Judge Mary Kay Vyskocil of United States District Court (Southern District of New York) didn't see it that way. Her May 31 ruling against Fishman's motion paves the way for his June 30 sentencing, at which he faces up to 20 years in prison.
“Fishman now moves pursuant to Rule 29 of the Federal Rules of Criminal Procedure for acquittal on Count One, arguing that Count One is multiplicitous of Count Two,” Vyskocil wrote in her order. “That motion is DENIED because a rational trier of fact could find, based on the evidence at trial, that Fishman participated in two distinct conspiracies.”
Fishman, along with six other veterinarians, 11 trainers, and nine others, was charged in 2020 with being a key figure in an international network of purported PED suppliers who allegedly conspired to dope racehorses in New York, New Jersey, Florida, Ohio, Kentucky, and the United Arab Emirates.
Count One alleged a four-year conspiracy (2016-20) with Jorge Navarro, Erica Garcia, Marcos Zulueta, Michael Tannuzzo, Christopher Oakes and unnamed others. Count Two alleged a broad, 18-year conspiracy (2002-20) with Lisa Giannelli, Jordan Fishman, Rick Dane, Jr., and unnamed others based on Fishman's Florida online drug-selling portal.
Although a number of defendants in the wide-ranging racehorse doping conspiracy pleaded guilty prior to Fishman, he was the first to stand trial and to be found guilty by a jury.
“The defendant filed several pretrial motions, but he never argued that the Indictment was multiplicitous,” Vyskocil wrote. “The defendant also never raised the issue of multiplicity in connection with any of the Court's instructions to the jury at the trial. Indeed, the instructions relevant to this motion were jointly proposed by the defendant and the government…
“In charging the jury at the end of the case, the Court stressed that the Indictment contained two separate counts, that each count charged a 'separate' conspiracy, and that the jury was required to consider each count 'separately' and 'return a separate verdict on each count.' The Court explained that while there might be 'facts in common to different counts, each count must be considered separately.'
“The Court further explained that while '[m]uch of the law' applied to both counts, the Court would point out differences and 'provide specific instructions' about 'particular elements or findings,'” Vyskocil wrote. “The Court also instructed the jury that the Indictment charged the defendant with continuing the conspiracy charged in Count Two while he was released on bail.
“The Court stressed that whether the jury found Seth Fishman 'guilty or not guilty' of one charged conspiracy 'should not affect [the jury's] verdict' as to the other conspiracy charged in the Indictment. The defense consented to all of these instructions in advance, never objected to them during the trial, and never otherwise raised the issue of multiplicity with respect to the jury charges,” Vyskocil continued.
“The jury convicted Seth Fishman of both of the charged conspiracies, found that he had intent to defraud or mislead with respect to each conspiracy, and found that he continued the Count Two conspiracy after he was released on bail,” Vyskocil summed up.

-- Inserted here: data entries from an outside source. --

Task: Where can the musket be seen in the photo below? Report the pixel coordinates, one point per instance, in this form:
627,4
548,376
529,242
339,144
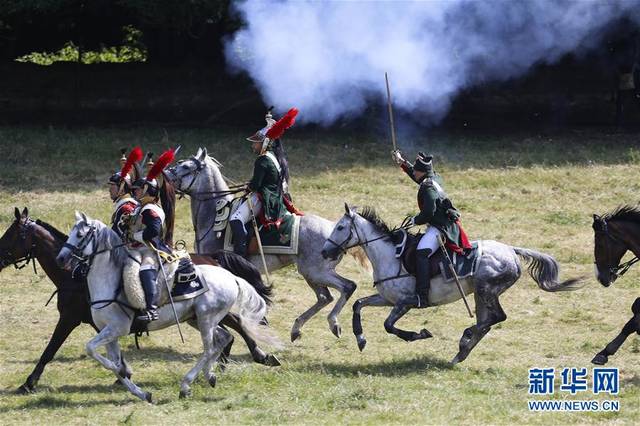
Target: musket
255,230
173,307
390,108
455,275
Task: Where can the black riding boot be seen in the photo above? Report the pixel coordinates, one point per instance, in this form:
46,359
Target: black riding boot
423,277
239,237
151,294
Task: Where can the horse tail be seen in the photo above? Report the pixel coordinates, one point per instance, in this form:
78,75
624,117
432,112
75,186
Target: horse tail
360,256
252,309
544,270
244,269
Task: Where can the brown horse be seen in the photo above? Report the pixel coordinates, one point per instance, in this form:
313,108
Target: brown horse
26,240
615,234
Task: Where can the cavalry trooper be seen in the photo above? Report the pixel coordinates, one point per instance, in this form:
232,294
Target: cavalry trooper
269,197
437,210
146,233
120,190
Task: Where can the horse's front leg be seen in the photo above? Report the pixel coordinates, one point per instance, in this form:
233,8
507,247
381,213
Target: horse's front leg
66,324
108,335
374,300
633,325
396,313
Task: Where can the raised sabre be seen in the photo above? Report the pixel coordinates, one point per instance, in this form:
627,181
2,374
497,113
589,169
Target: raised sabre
390,108
166,283
255,230
455,275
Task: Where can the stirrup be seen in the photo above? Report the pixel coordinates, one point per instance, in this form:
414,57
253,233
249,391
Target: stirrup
148,315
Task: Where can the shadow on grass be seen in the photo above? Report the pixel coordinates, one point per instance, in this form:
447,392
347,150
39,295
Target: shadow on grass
422,364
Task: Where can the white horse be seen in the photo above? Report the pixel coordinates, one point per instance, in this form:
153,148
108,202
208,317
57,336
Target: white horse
201,179
498,269
92,242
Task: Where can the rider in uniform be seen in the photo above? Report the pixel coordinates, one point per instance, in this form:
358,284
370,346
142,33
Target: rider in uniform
120,190
269,184
437,210
146,233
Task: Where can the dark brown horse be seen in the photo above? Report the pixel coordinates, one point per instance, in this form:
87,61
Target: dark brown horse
26,240
615,234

Fishman's sentencing was supposed to be May 5, but got pushed back to May 26 when he claimed he did not receive financial forms from the feds that are necessary for his pre-sentencing report. Then he requested another new date after pandemic-related lockdown conditions were imposed upon the cell block where he is being detained in New York.
Previous legal maneuverings included the Florida-based veterinarian being inexplicably absent from court on the day that he was found guilty. A cryptic comment from Fishman's attorney to the judge during closing arguments led to speculation that Fishman had to be hospitalized.

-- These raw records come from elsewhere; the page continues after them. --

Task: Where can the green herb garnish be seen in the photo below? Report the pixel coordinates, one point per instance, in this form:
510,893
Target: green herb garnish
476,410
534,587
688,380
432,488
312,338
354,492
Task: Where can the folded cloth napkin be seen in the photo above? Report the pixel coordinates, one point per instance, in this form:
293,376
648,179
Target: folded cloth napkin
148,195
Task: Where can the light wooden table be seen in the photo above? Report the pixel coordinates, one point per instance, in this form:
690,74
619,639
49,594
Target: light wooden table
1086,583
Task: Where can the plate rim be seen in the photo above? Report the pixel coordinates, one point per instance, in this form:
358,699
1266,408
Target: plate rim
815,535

In December 2021, Vyskocil had modified Fishman's bail conditions after federal prosecutors presented evidence that backed up allegations he was still selling PEDs while awaiting trial.
On two other occasions in 2020 and 2022, Fishman had unsuccessfully petitioned the court to adjust scheduling for pandemic-related reasons, at first arguing that his right to a speedy trial was being hindered, and then wanting to delay the trial over concerns related to not wanting to get sick with COVID-19.